Monday, November 23rd, 2009

On Bookies And Economic Gurus

May 13th, 2008 | By Gary North | Category: Politics & Economics

IF THIS IS NOT A RECESSION. . . .

So far this year, we have seen a higher unemployment rate, a decline in the median price of the American home, widespread consumer pessimism, rising personal debt, a manufacturing sector in a recession (reports the Institute for Supply Management), large commercial banks in big trouble for bad mortgage loans, the financial industry in turmoil (Bear Stearns, Carlyle Capital Group), the threat of a bailout by Congress of foreclosed houses, a decline in sales in the auto industry — even Toyota — with no end in sight, and the Federal Reserve System in panic mode. Even Warren Buffett’s Berkshire Hathaway shares have fallen from $150,000 to $125,000 since mid-December. Yet, in terms of the GDP figures, the economy is not yet in a recession.

If this is not a recession, I don’t like to think about recession.

The fact that European gamblers do not think the U.S. will have a recession in 2008 is good news, but how good?

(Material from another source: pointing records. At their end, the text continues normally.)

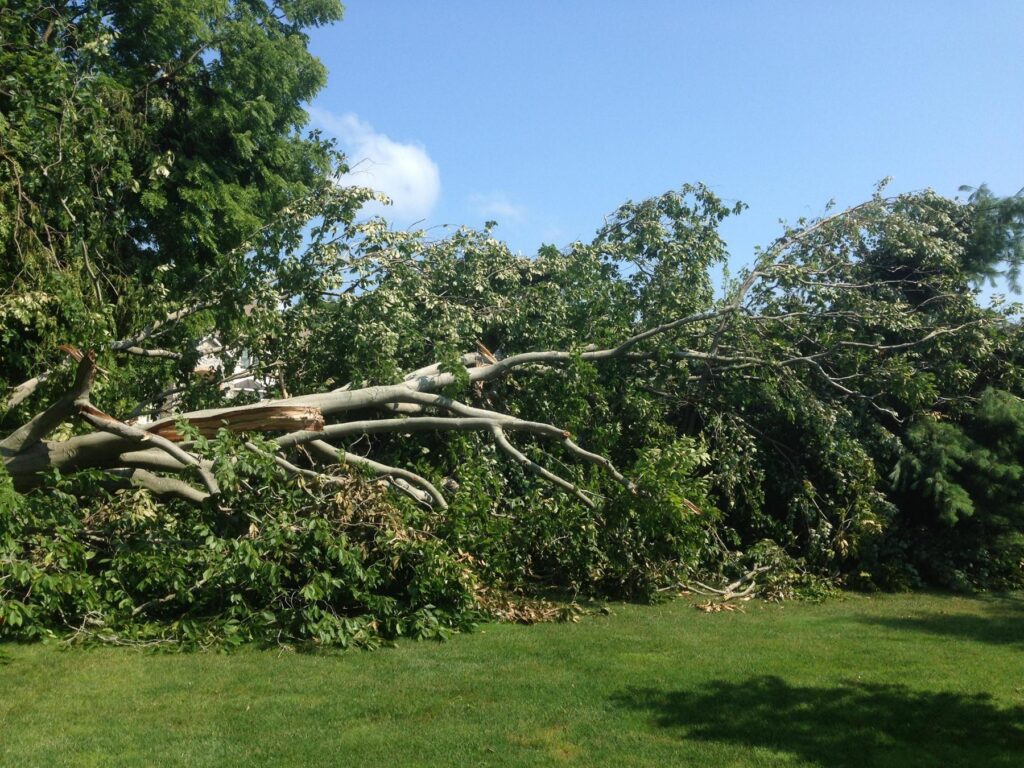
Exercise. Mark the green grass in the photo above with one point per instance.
(905, 680)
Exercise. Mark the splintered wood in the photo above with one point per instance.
(268, 419)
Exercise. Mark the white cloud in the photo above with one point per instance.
(497, 206)
(402, 171)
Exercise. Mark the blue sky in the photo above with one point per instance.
(546, 116)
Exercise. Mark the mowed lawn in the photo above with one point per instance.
(900, 680)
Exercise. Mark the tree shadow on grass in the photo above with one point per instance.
(854, 724)
(1004, 625)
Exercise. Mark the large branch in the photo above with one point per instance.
(40, 426)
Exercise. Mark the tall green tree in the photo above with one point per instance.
(154, 161)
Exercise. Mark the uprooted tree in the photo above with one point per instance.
(426, 424)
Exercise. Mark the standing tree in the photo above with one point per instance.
(594, 418)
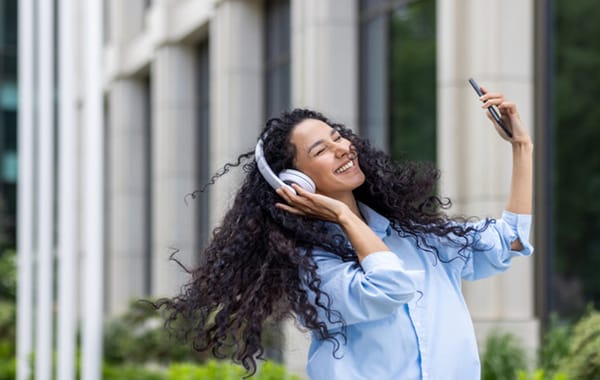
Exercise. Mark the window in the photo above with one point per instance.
(8, 120)
(398, 77)
(277, 57)
(203, 101)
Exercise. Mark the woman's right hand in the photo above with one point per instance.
(311, 204)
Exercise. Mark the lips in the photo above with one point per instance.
(343, 168)
(347, 165)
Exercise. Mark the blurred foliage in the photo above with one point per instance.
(503, 357)
(583, 358)
(539, 374)
(211, 370)
(412, 81)
(8, 311)
(554, 345)
(138, 336)
(577, 167)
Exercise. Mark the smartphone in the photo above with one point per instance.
(493, 111)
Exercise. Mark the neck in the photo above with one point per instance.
(350, 201)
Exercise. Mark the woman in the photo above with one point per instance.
(370, 263)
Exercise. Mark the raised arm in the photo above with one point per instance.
(521, 188)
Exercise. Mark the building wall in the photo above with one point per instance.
(151, 53)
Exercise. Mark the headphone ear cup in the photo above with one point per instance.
(294, 176)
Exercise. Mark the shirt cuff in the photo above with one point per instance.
(520, 225)
(381, 259)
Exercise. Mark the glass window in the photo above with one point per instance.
(576, 185)
(398, 77)
(277, 56)
(203, 99)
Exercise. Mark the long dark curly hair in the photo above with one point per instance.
(258, 263)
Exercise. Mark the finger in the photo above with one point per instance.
(301, 191)
(508, 107)
(289, 209)
(492, 102)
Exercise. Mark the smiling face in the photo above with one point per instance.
(326, 157)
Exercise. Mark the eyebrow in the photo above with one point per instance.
(320, 141)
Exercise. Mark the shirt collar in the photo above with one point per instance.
(378, 223)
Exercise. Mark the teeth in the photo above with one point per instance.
(345, 167)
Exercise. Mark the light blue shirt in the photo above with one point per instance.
(404, 309)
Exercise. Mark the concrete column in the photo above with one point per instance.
(236, 92)
(475, 40)
(128, 193)
(174, 167)
(126, 19)
(325, 57)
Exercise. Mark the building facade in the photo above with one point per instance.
(188, 85)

With non-recession economic conditions what they have been so far this year, the good news is consistent with continuing bad news. It just isn’t super-bad news.

The U.S. stock market has not reflected a shift in opinion comparable to the magnitude of the shift on Intrade. It is still below 14,000, which it reached last November.

Interest rates on Treasury debt is low, with T-bills under 2%. This is consistent with fears of recession. Investors are accepting a taxable rate of return that is below the official rate of price inflation. Why are they willing to do this? Because they fear the loss of their capital.

If investors believe that a boom is imminent, they would shift back to the stock market. So far, they haven’t.

WHICH STOCKS?

There is an addiction known as “buy a stock index fund and hold.” I call it an addiction because, ever since its peak in March 2000, stock indexes have fallen. The NASDAQ is less than half of where it was in 2000. The S&P 500 is down from the mid-1500’s to the 1400 range. The Dow Jones Industrial Average is up slightly, but not if we factor in the 21% increase in consumer prices. Yet at no time did the “buy and hold” crows ever tell their readers to get out of stocks. I did: in February and March of 2000.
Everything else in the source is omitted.